Best of all, Txt2Html uses a number of programming techniques that are common to a lot of different Web-oriented uses of Python. This article will introduce those techniques, and give some pointers on coding techniques and the scope of some Python modules. Note: the actual module in Txt2Html is called dmTxt2Html to avoid conflict with the name of a module written by someone else.

Using the cgi module

Python's cgi module -- in the standard distribution -- is a godsend for anyone developing "Common Gateway Interface" applications in Python. You could create CGIs without it, but you wouldn't want to.

Most typically, you interact with CGI applications by means of an HTML form. You fill out a form that calls on the CGI to perform its action using your specifications. For example, the Txt2Html documentation uses this example for calling an HTML form (the one generated by Txt2Html itself is a bit more complicated, and may change, but the example will work perfectly well, even from within your own Web pages):

HTML form to call 'Txt2Html'
	<form method="get" action="">
	 URL: <input type="text" name="source" size=40>
	 <input type="submit" name="go" value="Display!">

You may include many input fields within an HTML form, and the fields can have one of a number of different types (text, checkboxes, picklists, radio buttons, etc.). Any good book on HTML can help a beginner with creating custom HTML forms. The main thing to remember here is that each field has a name attribute, and that name is used later to refer to the field in our CGI script. Another detail worth knowing about is that forms can have one of two method attributes: "get" and "post. The basic difference is that "get" includes the query information in the URL, and this method makes it easier for a user to save a specific query for later reuse. On the other hand, if you do not want users to save queries, use the "post" method.

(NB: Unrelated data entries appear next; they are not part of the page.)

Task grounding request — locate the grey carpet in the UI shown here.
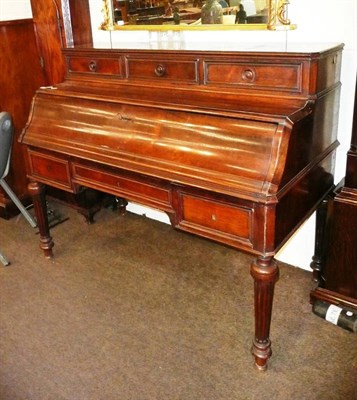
[0,204,357,400]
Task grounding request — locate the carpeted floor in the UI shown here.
[0,204,357,400]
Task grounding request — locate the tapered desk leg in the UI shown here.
[28,182,54,258]
[310,197,329,285]
[250,257,279,371]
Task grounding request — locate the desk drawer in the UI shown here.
[204,61,302,91]
[28,150,71,190]
[179,194,252,247]
[126,57,198,83]
[67,57,122,76]
[73,163,172,211]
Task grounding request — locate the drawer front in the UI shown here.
[180,195,252,244]
[67,57,122,76]
[126,57,198,83]
[73,163,172,211]
[28,150,71,190]
[204,61,302,91]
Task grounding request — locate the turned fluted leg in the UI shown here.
[310,198,328,285]
[28,182,54,258]
[251,257,279,371]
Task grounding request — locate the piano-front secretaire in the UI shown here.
[21,45,342,369]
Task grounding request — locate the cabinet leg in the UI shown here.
[250,256,279,371]
[28,182,54,258]
[310,198,328,285]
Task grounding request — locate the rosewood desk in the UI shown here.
[20,45,343,370]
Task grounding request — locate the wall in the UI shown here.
[0,0,357,269]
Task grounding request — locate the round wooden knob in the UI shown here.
[88,60,97,72]
[242,69,255,82]
[155,64,166,77]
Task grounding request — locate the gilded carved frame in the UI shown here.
[100,0,296,31]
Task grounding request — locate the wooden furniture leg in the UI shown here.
[310,197,329,285]
[250,256,279,371]
[28,182,54,258]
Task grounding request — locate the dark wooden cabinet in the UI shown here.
[311,76,357,310]
[0,19,45,218]
[20,0,343,370]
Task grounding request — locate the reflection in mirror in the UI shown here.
[101,0,292,30]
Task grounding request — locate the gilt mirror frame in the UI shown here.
[99,0,296,31]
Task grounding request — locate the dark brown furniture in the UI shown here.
[21,39,342,369]
[311,75,357,311]
[0,19,45,219]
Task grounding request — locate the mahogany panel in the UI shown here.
[31,0,66,85]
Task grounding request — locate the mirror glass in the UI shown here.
[101,0,290,30]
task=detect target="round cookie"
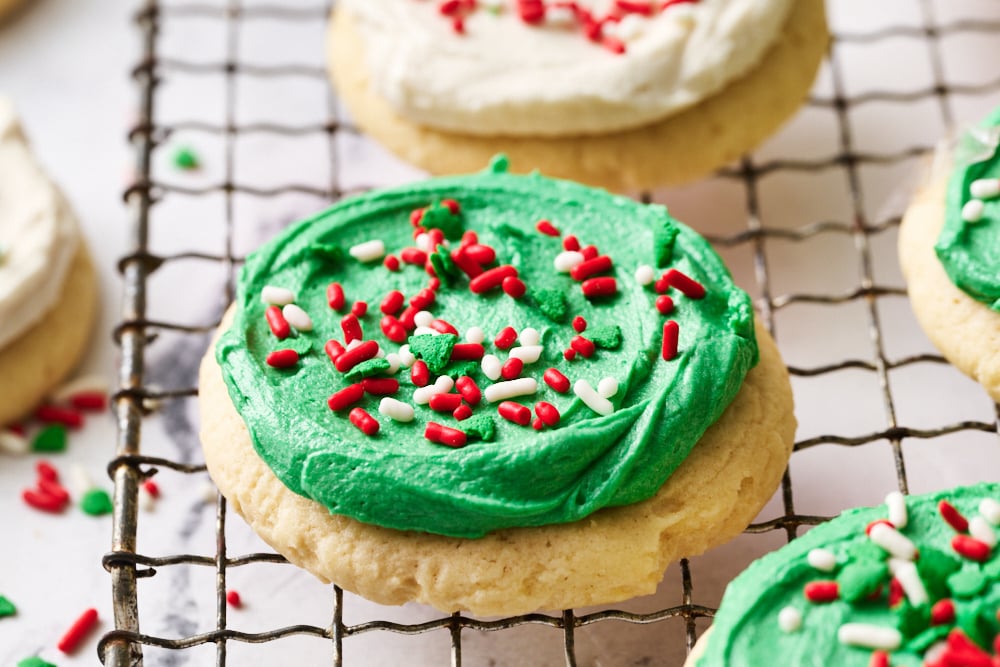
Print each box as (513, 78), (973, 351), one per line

The Python script that gets called by the above form does an import cgi to make sorting out its calling form easy. One thing this module does is hide any details of the difference between "get" and "post" methods from the CGI script. By the time the call is made, this is not a detail the CGI creator needs to worry about. The main thing done by the CGI module is to treat all the fields in the calling HTML form in a dictionary-like fashion. What you get is not quite a Python dictionary, but it is close enough to be easy to work with:

Using Python [cgi] module
import cgi, sys
cfg_dict = {'target': '<STDOUT>'}
sys.stderr = sys.stdout
form = cgi.FieldStorage()
if form.has_key('source'):
     cfg_dict['source'] = form['source'].value

There are a couple of little details to notice in the above few lines. One trick we do is to set sys.stderr = sys.stdout. By doing this, if our script encounters an untrapped error, the traceback will display back to the client browser. This can save a lot of time in debugging a CGI application. But it might not be what you want users to see (or it might, if they are likely to report problem details to you). Next, we read the HTML form values into the dictionary-like form instance. Much like a true Python dictionary, form has a .has_key() method. However, unlike a Python dictionary, to actually pull off the value within a key, we have to look at the .value attribute for the key.

From here, we have everything in the HTML form in plain Python variables, and we can handle them as in any other Python program.

Using the urllib module

Like most things Python, urllib makes a whole bunch of complicated things happen in an obvious and simple way. The urlopen() function in urllib treats any remote resource -- whether http:, ftp:, or even gopher: -- just like it was a local file. Once you grab a remote (pseudo-)file object using urlopen(), you can do everything you would with the file object of a local (read-only) file:

Using Python [urllib] module
from urllib import urlopen
import string
source = cfg_dict['source']
if source == '<STDIN>':
     fhin = sys.stdin
          fhin = urlopen(source)
          ErrReport(source+' could not be opened!', cfg_dict)
doc = ''
for line in fhin.readlines():   # Need to normalize line endings!
     doc = doc+string.rstrip(line)+'\n'

One minor problem that I have encountered is that depending on the end-of-line convention used on the platform that produced the resource and on your own platform, some odd things can happen to the resulting text (this appears to be a bug in urllib). The cure for this problem is to perform the little .readlines() loop in the above code. Doing this gives you a string that has the right end-of-line conventions for the platform you are running on, regardless of what the source resource looked like (within reason, presumably).

Using the re module

There is certainly a lot more to regular expressions than can fit into this article. The re module is fairly widely used in Txt2Html to identify various textual patterns in the source texts. A moderately complex example is worth looking at:

Using Python [re] module
import re
    txt = re.sub('((?:http|ftp|gopher|file)://(?:[^ \n\r<\)]+))(\s)',	 
                 '<a href="\\1">\\1</a>\\2', txt)
    return txt

URLify() is a nice little function that does pretty much what it says. If something that looks like a URL is encountered in the "smart ASCII" file, it is converted into an actual hotlink to that same URL within the HTML output. Let's look at what the re.sub() is doing. First, in broadest terms, the function's purpose is to "match what is in the first pattern, then replace it with the second pattern, using the third argument as the string to operate on." Good enough, not much different from string.replace() in those terms.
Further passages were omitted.